Provided that the foreign vendors proceed as above, the Chinese regulators will allow them to make a profit from their products. It is simply false that the Chinese are seeking to create a software industry that will displace the foreign software vendors. The Chinese authorities are well aware that China does not have the expertise to accomplish this goal in the short or even middle term. For this reason, Chinese regulators are willing to allow foreign vendors to make a profit from selling and licensing their products in China. The Chinese government is seeking control, not profit.
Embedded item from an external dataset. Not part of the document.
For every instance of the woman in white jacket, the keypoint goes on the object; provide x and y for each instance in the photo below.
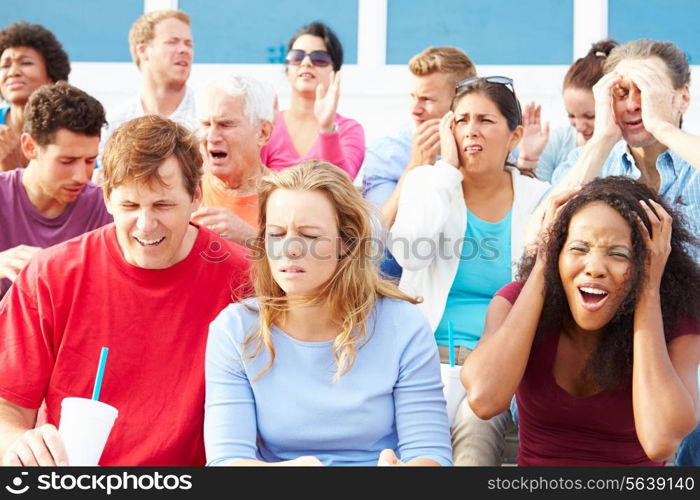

The business model the Chinese are seeking violates the fundamental business principles that have allowed for the development of the commercial software industry in the U.S., Europe and Japan. Many software and hardware developers see the set of rules that would be violated by this Chinese approach in almost religious terms. It would therefore violate a fundamental moral code to capitulate to the Chinese model.
However, if foreign vendors plan to operate in the Chinese market in the future, they will be required to capitulate. If they do not capitulate, they will be forced to simply go home. This is the choice, and it must be faced. Ducking the issue by sending in the trade negotiators will likely do nothing to resolve the issue. There is perhaps a creative solution. But it will only be found when the industry faces the real concerns of the Chinese banks and other industries around the world that are not drinking the same kool-aid.